Pero muy probablemente la brucelosis es una enfermedad mucho más antigua. Se han descrito lesiones óseas en esqueletos de la edad de bronce, que podrían ser debidas a una brucelosis. Quizá lo más curioso es el análisis paleopatológico hecho a un esqueleto parcial de un homínido del Plioceno, un adulto Australopithecus africanus de Sudáfrica datado entre 1,5 y 2,8 millones de años de antigüedad. En este trabajo, publicado en 2009 en PLoS ONE (2), sugieren que las lesiones vertebrales (espondilitis deformante) encontrados en este esqueleto no fueron causadas por un trauma, si no por una enfermedad infecciosa, la brucelosis. El análisis macroscópico, microscópico y radiológico de las lesiones de las vertebras lumbares son consistentes con las lesiones que origina una brucelosis no tratada. Sería la primera vez de un posible caso de infección en homínidos primitivos. Los autores sugieren que la fuente de infección podría ser el consumo de carne de animales infectados: Brucella se ha aislado de animales salvajes africanos como cebras, impalas y distintas especies de antílopes, incluyo primates no humanos. Esta hipótesis de la brucelosis en homínidos de hace más de 2 millones de años tiene importantes implicaciones en la evolución humana, porque sería una evidencia del consumo de carne directamente relacionada con un fósil humano (hasta ahora el consumo de carne se relacionaba con las marcas de cortes que dejan los utensilios en los huesos de animales).

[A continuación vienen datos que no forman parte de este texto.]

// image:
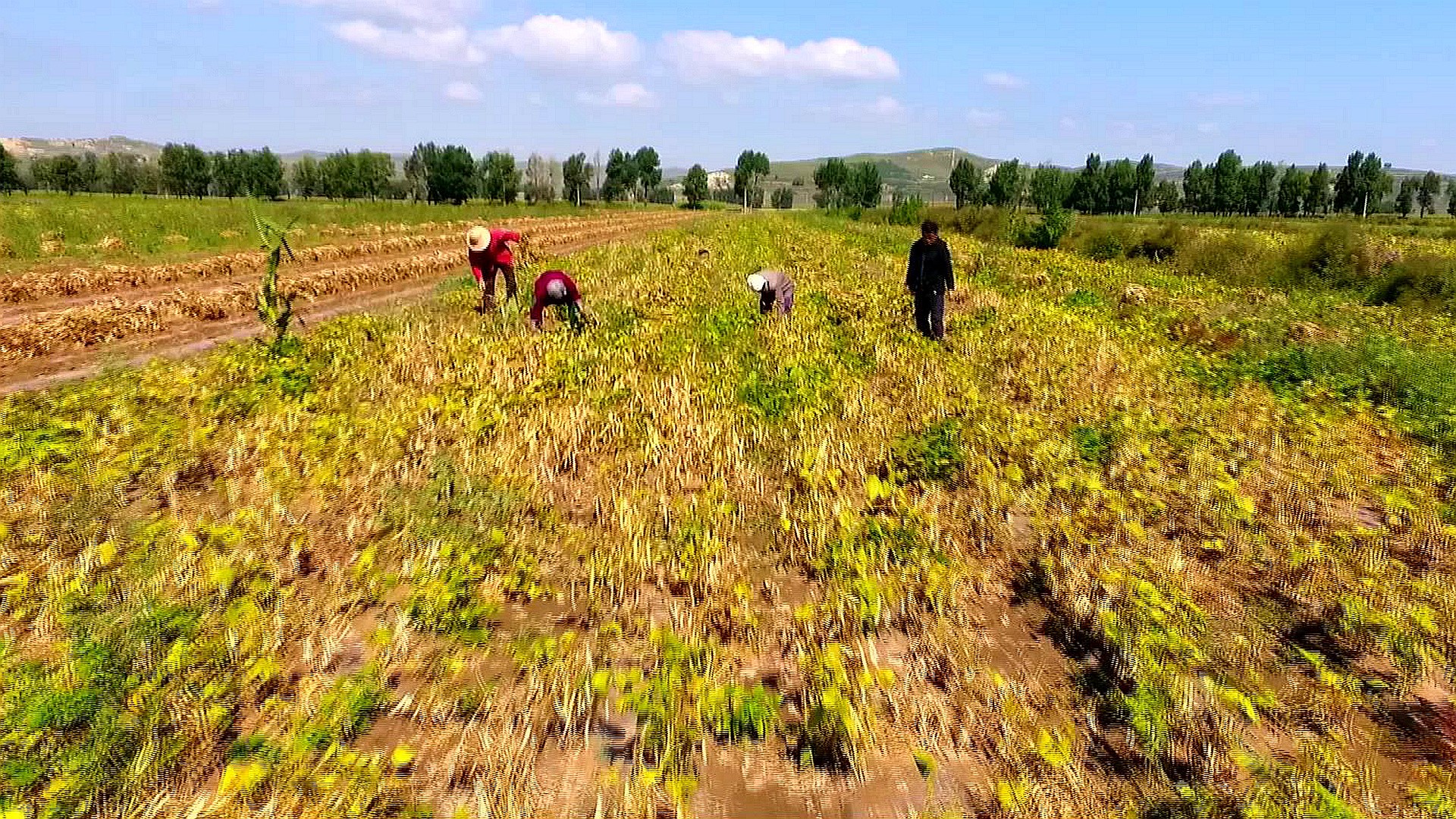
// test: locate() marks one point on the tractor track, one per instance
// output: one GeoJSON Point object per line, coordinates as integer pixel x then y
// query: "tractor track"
{"type": "Point", "coordinates": [174, 334]}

Estos trabajos demuestran que la brucelosis es una enfermedad muy antigua, la secuenciación demuestra que al menos desde le edad media, pero se sugiere quizá llevemos sufriendo la brucelosis, las fiebres de Malta, desde antes de ser Homo sapiens!

(1) Recovery of a medieval Brucella melitensis genome using shotgun metagenomics. Kay GL, et al. MBio. 2014. 5(4):e01337-14.

(2) Possible brucellosis in an early hominin skeleton from sterkfontein, South Africa. D'Anastasio R, et al. PLoS One. 2009. 4(7):e6439.